2005N-0345 Drug Approvals: Circumstances under which an active ingredient may be simultaneously marketed in both a prescription drug product and an over-the-counter drug product
FDA Comment Number : EC1099
Submitter : Dr. Diana Currie Date & Time: 10/27/2005 12:10:59
Organization : Kaiser Permanente
Category : Health Professional
Issue Areas/Comments
A. Should FDA initiate a rulemaking to codify its interpretation of section 503(b) of the action regarding when an active ingredient can be simultaneously marketed in both prescription drug product and an OTC drug product?
Plan B is completely harmless - THERE ARE NO MEDICAL CONTRAINICATIONS AT ALL. There is no reason to restrict it to any age menstruating female. Young teens, older teens and adults all have no medical contraindications - IT IS COMPLETELY SAFE!!!!!
B. Is there significant confusion regarding FDA's interpretation of section 503(b) of the act?
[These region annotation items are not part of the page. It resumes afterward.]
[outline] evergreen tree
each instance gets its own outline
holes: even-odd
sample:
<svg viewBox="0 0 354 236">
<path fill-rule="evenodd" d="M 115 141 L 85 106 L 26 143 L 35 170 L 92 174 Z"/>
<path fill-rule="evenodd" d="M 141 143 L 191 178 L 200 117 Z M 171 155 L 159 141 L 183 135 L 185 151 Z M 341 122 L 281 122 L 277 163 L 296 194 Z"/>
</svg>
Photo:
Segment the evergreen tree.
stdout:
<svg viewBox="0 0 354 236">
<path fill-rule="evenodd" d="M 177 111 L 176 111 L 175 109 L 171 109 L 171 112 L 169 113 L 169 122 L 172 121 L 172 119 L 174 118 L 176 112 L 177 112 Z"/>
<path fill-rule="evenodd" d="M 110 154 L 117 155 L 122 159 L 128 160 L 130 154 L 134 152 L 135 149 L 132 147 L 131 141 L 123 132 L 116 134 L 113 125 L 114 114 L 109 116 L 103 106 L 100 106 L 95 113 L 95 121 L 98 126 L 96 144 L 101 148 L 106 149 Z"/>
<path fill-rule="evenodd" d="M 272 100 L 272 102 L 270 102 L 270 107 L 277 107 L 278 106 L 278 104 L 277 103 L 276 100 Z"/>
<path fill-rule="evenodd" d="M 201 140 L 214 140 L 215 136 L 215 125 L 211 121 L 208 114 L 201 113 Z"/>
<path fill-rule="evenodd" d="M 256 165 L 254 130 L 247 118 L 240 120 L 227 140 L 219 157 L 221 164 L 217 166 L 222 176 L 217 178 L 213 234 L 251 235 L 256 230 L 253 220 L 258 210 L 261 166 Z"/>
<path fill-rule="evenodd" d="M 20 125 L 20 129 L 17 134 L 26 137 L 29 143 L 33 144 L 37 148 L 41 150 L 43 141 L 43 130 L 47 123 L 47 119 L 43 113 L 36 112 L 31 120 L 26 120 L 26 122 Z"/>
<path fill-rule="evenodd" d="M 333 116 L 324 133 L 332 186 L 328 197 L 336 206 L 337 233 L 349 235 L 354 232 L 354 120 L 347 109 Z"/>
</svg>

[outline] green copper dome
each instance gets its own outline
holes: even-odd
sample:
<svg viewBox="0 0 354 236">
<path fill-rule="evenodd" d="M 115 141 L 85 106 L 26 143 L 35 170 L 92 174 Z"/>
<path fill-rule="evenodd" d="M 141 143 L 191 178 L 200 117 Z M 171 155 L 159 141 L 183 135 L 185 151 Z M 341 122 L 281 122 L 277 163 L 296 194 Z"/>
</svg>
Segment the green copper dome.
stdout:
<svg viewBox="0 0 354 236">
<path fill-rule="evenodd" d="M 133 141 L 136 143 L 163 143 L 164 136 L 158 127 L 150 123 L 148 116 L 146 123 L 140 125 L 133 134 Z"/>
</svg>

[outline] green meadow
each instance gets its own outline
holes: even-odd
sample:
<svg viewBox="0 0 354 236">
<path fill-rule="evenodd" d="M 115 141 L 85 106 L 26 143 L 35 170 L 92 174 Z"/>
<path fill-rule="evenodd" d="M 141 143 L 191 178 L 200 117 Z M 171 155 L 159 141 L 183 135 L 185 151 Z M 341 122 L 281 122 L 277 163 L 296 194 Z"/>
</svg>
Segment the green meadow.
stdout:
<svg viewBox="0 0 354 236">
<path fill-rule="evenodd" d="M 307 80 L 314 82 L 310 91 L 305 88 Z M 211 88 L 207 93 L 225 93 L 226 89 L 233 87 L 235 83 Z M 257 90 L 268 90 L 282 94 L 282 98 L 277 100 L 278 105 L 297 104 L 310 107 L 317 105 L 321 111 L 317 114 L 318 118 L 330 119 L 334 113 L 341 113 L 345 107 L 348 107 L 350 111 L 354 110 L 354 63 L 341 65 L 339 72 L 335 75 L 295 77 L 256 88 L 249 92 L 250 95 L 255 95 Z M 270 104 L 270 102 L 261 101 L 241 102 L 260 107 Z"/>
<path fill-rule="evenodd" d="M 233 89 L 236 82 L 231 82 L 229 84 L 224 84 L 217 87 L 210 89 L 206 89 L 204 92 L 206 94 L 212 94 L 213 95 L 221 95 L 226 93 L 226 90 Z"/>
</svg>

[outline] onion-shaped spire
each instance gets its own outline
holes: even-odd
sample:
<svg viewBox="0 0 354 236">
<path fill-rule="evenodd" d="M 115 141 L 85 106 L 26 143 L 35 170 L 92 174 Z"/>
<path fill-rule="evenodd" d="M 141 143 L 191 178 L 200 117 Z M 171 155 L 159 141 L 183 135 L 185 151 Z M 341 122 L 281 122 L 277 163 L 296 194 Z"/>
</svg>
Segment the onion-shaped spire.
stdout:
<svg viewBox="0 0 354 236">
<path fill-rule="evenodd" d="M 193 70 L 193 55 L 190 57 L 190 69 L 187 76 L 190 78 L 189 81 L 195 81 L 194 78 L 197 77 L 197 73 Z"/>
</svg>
I think it is on purpose just to prevent the FDA from making plan B OTC - LIKE IT IS IN MOST EUROPEAN NATIONS!!!!
A. If FDA limited sale of an OTC product to a particular subpopulation, e.g., by making the product available to the subpopulation by prescription only, would FDA be able to enforce such a limitation as a matter of law?
probably, just the way it is done with cigarettes and alcohol. - both of which are far more dangerous and deadly that Plan B.
A. Assuming it is legal to market the same active ingredient in both a prescription and OTC product, may the different products be legally sold in the same package?
B. If the two products may be lawfully sold in a single package, under what circumstances would it be inappropriate to do so?